Craning her neck to the right, Alice tried to distract herself by watching an oddly colored bird land on the branch of a hemlock. If not for the cherry-red head, the feathered darling might be challenging to spot as only black and white feathers covered the rest of it. From its big chisel-like bill emerged a rolling churr sound.
“Clearly ludicrous” came, gravelly, from Richard after a noticeable breath.
Becoming increasingly agitated, Alice attempted to maintain a staid disposition, knowing she came from an impeccable pedigree with her Coast aristocrat ancestors hailing from Lincolnshire, home to the likes of Sir Isaac Newton and Alfred, Lord Tennyson.
She focused on the wings stretched wide. Whether the bird was male or female, she could not tell. Maybe an ornithologist could, she imagined. In some genuses, she had heard males sport bolder colors to compete for females’ affection, while the females blend into the surroundings to protect their nests. This flying charmer flaunted a perfect combination of the two, a back of black feathers with white ones patched about and the unique, crimson-colored head.

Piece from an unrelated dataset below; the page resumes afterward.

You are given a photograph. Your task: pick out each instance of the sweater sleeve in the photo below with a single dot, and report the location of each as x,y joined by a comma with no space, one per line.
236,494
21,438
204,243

“Absurd!” The balderdash continued from the non-blood who specifically targeted one of the possible female candidates who had excelled in private instruction from Harvard professors. “I say again with certainty, she’ll turn into an old maid.”
Alice bit her bottom lip to hold back the vocables about to release in a splenetic outburst. Not even the scent of her lavender perfume, usually so calming, could ease her tension. Her chair halted its pendulation in the shade. Patience wore thin. Teeth clenched. Eyelids shut tight. A simple, stinging question escaped from her mouth: “Why, gentlemen, do you never speak of an old bachelor?”
The backs of the men straightened as straight as their rigid-back chairs.
Alice verbalized the argument in an affable tone, realizing she may have come across a smidgen too forceful. “You converse about one and not the other.”
Each angled toward her. They wore matching navy morning coats and tan trousers, with hair parted in the middle, trim beards, and quizzical looks.
“Old bachelor?” asked Richard.
“Old maid.” She used the sweetest inflection she could muster. “Old bachelor.”